Sunday, January 17, 2010

GI Dragoon: a Curious Anachronism

Simon's recent illustration on Iron Mitten features a French Dragoon painting some toy soldiers. The helmet reminded me of a photo in my grandfather's WWII photo album. In the summer or fall of 1945 my grandfather and some men from his company took a tour of the Waterloo battlefield. They visited the farm at La Haye Sainte, which housed a museum. The Belgian curator was only too willing to let the young GIs try on some of the museum pieces. My grandpa took the pictures. The helmet above appears to be a French dragoon's. Anyone know exactly what kind? Bellow are some GIs sporting German Pickelhauben from early WWI or the late 19th century.

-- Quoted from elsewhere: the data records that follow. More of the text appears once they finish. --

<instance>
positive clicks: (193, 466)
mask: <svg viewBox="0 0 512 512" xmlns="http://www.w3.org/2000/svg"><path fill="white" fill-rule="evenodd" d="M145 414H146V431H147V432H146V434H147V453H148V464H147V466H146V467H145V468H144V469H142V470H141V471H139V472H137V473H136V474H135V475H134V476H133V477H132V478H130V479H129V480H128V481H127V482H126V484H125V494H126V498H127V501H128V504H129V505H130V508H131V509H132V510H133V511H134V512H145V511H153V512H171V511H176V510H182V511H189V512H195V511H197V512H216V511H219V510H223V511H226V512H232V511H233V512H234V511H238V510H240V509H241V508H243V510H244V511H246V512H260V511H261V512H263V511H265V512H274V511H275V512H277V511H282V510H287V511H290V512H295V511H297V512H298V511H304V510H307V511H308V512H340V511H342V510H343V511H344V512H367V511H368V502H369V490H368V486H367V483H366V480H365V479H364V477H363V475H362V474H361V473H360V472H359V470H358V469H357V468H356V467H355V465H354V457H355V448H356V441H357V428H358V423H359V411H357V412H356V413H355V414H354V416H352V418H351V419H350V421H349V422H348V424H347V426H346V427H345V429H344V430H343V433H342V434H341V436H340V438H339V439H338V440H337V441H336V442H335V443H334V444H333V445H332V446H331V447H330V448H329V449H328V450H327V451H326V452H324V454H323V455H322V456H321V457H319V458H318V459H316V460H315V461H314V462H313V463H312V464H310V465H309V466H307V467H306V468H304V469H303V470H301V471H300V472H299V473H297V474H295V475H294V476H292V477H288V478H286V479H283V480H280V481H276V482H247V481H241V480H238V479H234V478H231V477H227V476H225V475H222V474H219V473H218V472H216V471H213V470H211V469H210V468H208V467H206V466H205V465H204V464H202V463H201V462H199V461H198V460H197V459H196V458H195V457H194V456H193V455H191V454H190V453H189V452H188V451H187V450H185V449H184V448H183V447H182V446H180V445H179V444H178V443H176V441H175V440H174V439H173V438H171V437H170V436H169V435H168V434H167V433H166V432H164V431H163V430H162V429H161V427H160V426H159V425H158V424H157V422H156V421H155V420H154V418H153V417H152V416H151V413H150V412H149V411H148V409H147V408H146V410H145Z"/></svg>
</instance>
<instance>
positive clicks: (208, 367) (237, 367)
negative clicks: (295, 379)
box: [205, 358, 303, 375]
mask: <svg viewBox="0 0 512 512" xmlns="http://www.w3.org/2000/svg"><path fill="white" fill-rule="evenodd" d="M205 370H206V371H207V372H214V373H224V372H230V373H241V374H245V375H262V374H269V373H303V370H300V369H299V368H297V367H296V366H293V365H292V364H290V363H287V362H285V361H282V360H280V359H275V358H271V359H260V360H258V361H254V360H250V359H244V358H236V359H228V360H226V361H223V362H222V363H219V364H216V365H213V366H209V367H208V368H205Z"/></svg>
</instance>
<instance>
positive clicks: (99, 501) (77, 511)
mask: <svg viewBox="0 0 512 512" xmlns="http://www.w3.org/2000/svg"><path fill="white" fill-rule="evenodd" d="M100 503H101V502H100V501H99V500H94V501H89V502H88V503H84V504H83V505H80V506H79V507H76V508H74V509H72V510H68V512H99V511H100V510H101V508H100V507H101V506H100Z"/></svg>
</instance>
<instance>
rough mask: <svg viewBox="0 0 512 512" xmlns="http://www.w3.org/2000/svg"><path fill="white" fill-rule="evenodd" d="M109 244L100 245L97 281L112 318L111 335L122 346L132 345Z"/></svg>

I'm busy writing a book about my grandfather's unit, which is why you haven't seen too many painted miniatures posted here in a while. His company participated in the Normandy invasion, worked on Utah Beach, and moved supplies through Antwerp during the German's V-weapon bombardment. I'm chronicling my research/writing on a blog: 519thPortBn.com

That's my grandpa on the far left.

3 comments:

Secundus said...

Hello Andrew i'm glad you liked my picture. I'm no expert but i'd say he's holding either a Dragoons or a Cuirassiers helmet, with the fur band removed. Judging that their were about 12 cuirassier regiments at Waterloo and only 3 Dragoon Regiments, I would edge my bets on it being from a Cuirassier.

Andrew said...

Excellent, thank you. I used to have some Napoleonic Ospreys, but I gave them to my dad in an attempt to force myself to stick to fewer time periods.

Eric said...

Agree with Secundus in general. The basic helmets for dragoons and cuirassiers were extremely similar, and couldn't easily be told apart. The 3rd and 4th cavalry corps of the Armee du Nord certainly had many more cuirassiers on the field (all 12 regiments) than there were dragoons present, with Exelmans and the Second cav corps being at Wavre. However, don't forget that there isn't necessarily any direct correlation between what ended up in that museum and what actually came from the battlefield itself.